Le salon qui s'ouvre aujourd'hui au Carrousel du Louvre confortera sans aucun doute la poursuite d'une profonde mutation sur le marché du voyage d'affaires. Le Market Place du Voyage d'Affaires 2013 (LMPVA) n'aura pas simplement à mettre en relation acheteurs et fournisseurs, il devra leur donner les clés des nouveaux partenariats qui se mettent en place.
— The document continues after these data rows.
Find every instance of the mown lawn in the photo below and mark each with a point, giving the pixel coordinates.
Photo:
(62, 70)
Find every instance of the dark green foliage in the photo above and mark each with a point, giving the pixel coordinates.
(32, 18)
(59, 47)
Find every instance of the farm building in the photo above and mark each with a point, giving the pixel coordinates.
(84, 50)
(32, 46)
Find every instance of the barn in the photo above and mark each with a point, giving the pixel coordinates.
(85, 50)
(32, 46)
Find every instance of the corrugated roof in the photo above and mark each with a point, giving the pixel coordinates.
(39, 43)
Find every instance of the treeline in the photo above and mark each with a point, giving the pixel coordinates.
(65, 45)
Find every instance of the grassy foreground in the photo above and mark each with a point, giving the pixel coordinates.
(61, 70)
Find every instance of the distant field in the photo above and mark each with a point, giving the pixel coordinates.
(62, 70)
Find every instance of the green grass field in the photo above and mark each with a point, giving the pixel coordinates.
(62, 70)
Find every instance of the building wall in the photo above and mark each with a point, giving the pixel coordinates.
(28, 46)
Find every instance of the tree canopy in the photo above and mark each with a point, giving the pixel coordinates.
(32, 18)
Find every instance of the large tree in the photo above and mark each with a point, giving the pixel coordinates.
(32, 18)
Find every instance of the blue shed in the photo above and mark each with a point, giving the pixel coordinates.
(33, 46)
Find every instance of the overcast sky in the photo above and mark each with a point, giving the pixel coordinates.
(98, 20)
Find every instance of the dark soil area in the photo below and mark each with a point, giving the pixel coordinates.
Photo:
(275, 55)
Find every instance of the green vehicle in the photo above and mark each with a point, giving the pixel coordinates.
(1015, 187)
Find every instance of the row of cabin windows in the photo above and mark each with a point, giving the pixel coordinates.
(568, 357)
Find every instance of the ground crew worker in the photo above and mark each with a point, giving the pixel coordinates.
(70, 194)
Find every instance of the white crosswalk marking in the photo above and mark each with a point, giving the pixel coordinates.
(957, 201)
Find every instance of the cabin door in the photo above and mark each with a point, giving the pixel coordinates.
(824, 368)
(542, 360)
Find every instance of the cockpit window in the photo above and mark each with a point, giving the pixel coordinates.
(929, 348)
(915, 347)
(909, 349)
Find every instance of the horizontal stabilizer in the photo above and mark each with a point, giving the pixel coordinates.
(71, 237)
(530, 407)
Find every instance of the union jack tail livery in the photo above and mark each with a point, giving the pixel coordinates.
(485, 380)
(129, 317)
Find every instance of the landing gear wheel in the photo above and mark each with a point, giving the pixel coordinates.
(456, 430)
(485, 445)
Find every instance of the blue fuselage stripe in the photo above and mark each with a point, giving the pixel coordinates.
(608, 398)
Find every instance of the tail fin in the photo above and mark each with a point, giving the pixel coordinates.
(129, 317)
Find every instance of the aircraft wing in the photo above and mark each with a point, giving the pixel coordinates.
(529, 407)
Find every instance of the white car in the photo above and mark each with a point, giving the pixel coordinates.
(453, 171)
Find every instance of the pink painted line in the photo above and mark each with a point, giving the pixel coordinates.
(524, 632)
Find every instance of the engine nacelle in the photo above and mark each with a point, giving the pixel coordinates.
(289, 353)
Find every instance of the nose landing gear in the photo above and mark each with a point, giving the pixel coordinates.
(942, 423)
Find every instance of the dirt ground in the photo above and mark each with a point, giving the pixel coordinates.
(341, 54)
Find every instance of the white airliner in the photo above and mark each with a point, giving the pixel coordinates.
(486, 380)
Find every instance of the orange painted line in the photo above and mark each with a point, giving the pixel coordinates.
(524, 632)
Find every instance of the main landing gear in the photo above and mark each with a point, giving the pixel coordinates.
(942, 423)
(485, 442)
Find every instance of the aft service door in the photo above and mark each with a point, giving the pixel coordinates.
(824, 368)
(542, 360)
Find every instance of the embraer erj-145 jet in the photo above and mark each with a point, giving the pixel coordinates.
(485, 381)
Au delà des entreprises du CAC 40, normalisées et truffées de process divers et variés, ce sont les PME/PMI de toutes tailles qui donneront dans les prochains mois le ton des achats dans le monde des déplacements professionnels. A l'évidence, tous les business modèles changent. Que ce soit dans l'aérien, l'hôtellerie ou le train, passé l'effet best buy, c'est la simplification et l'accès à l'achat direct qui se développe depuis quelques mois. En Allemagne, comme aux Etats Unis, les entreprises qui traquent les meilleurs coûts renforcent leurs équipes d'acheteurs sans se soucier de savoir s'ils sont ou non spécialisés. Faut-il douter des études internes qui démontrent que le rôle du Travel manager, dans les entreprises de taille moyenne, n'a que peu d'intérêt ? Bien malin qui peut en douter. La prise de pouvoir des acheteurs va sonner le glas des postes dédiés. La fin annoncée de la spécialité au bénéfice de la modélisation est engagée. Yann le Goff, dans l'une de ses tribunes libres, à parfaitement résumé ce qui se trame dans les entreprises européennes.
Mais au delà, c'est le retour de l'externalisation qui est à noter. Eternel retour de balancier. Ce qui est détesté la veille revient à la mode le lendemain. Externaliser, c'est maîtriser les coûts pour se concentrer sur les besoins. L'entreprise optimise ses déplacements, apprend à les anticiper et à mieux les acheter. Rien de bien surprenant en cette période de crise. Voilà donc les enjeux d'un salon qui veut regarder vers l'avenir. D'autant que, si tout cela se confirme, ce sera pain béni pour les fournisseurs... A la seule condition qu'ils apprennent à communiquer. Le "Pour vivre heureux, vivons caché" des TMC comme des fournisseurs technologiques est fini. Les nouveaux marchés sont émergents et il faudra aller les chercher un à un. Il y a encore de la place pour les commerciaux malins et futés.